Restricted Application added a subscriber: Aklapper. · View Herald TranscriptMay 15 2018, 10:17 AM

Probably a rate limit @Gehel .
You should only run the queries when they are visible for the user to avoid running multiple queries at the same time....

Restricted Application added projects: Wikidata, Discovery. · View Herald TranscriptMay 15 2018, 10:25 AM

@Fnielsen, we could add the JavaScript to run the queries in a way that it only runs when the <div> is visible... e.g. with something like this: https://github.com/shaunbowe/jquery.visibilityChanged

Probably a rate limit @Gehel .
You should only run the queries when they are visible for the user to avoid running multiple queries at the same time....

The "Rate limit exceeded" is definitely a rate limit issue. Making sure the requests are sent serially would certainly help. Just running them when the related <div/> is visible is probably good enough, and would most probably reduce the load on the WDQS servers.

Looking at the requests made from https://tools.wmflabs.org/scholia/author/Q8219, I see that at least some of the requests generating an HTTP 500 seem to have a syntax issue, leading to a java.lang.IllegalArgumentException: Non-aggregate variable in select expression: work. Those request should result in an HTTP 400, but that's probably non trivial to fix on our side. @Smalyshev might have an idea to fix the HTTP status, but the root issue seems to be the query.

"HTTP 500 seem to have a syntax issue". So I suppose it might be an issue my SPARQL? (I see that the work variable is not returned in one SELECT, but it seems strange to me that it is usually working...)

Gehel added a comment.May 17 2018, 1:37 PM

"HTTP 500 seem to have a syntax issue". So I suppose it might be an issue my SPARQL? (I see that the work variable is not returned in one SELECT, but it seems strange to me that it is usually working...)

Emphasis on the seem, I'm entirely unsure of my analysis here :) But there is something wrong, either on the query side, or in the way blazegraph processes that query.

So there are several issues at work here:

  • To get good suggestions for the query helper, we try to modify the query, and add the first variable bound in the query body to the SELECT clause. That doesn’t work for grouped queries, of course.
  • On embed.html, we try to get these suggestions to populate the tag cloud, even though there’s no tag cloud on embed.html.

I’ll upload a patch to solve the second issue.

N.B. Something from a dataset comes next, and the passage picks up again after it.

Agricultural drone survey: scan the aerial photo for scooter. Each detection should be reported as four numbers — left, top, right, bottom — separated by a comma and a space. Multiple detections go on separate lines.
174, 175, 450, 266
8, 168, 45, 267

The first one is much older.

Smalyshev triaged this task as High priority.May 18 2018, 7:46 PM

Yeah the first one deserves its own bug but the second one definitely needs urgent fix.

Change 433828 had a related patch set uploaded (by Lucas Werkmeister; owner: Lucas Werkmeister):
[wikidata/query/gui@master] Don’t populate tag cloud if it doesn’t exist

https://gerrit.wikimedia.org/r/433828

Change 433828 merged by jenkins-bot:
[wikidata/query/gui@master] Don’t populate tag cloud if it doesn’t exist

https://gerrit.wikimedia.org/r/433828

Change 433832 had a related patch set uploaded (by WDQSGuiBuilder; owner: WDQSGuiBuilder):
[wikidata/query/gui-deploy@production] Merging from 1c88baa8c147546958492fa14eb7b5ad34479d4b:

https://gerrit.wikimedia.org/r/433832

Change 433832 merged by Smalyshev:
[wikidata/query/gui-deploy@production] Merging from 1c88baa8c147546958492fa14eb7b5ad34479d4b:

https://gerrit.wikimedia.org/r/433832

Fnielsen closed this task as Resolved.May 28 2018, 8:05 AM
Fnielsen claimed this task.

The patch for the tag cloud bug seems to also have fixed the "Rate limit exceeded" error. As the tag cloud bug may have called the WDQS the double number of times I suppose that this could explain why we no longer see the problem.

Thanks for fixing the bug.

Vvjjkkii renamed this task from WDQS embedding gives strange results. to 0xcaaaaaaa.Jul 1 2018, 1:10 AM
Vvjjkkii reopened this task as Open.
Vvjjkkii removed Fnielsen as the assignee of this task.
Vvjjkkii updated the task description. (Show Details)
Vvjjkkii removed subscribers: gerritbot, Aklapper.
CommunityTechBot renamed this task from 0xcaaaaaaa to WDQS embedding gives strange results. .Jul 2 2018, 6:53 AM
CommunityTechBot closed this task as Resolved.
CommunityTechBot assigned this task to Fnielsen.
CommunityTechBot updated the task description. (Show Details)
CommunityTechBot added subscribers: gerritbot, Aklapper.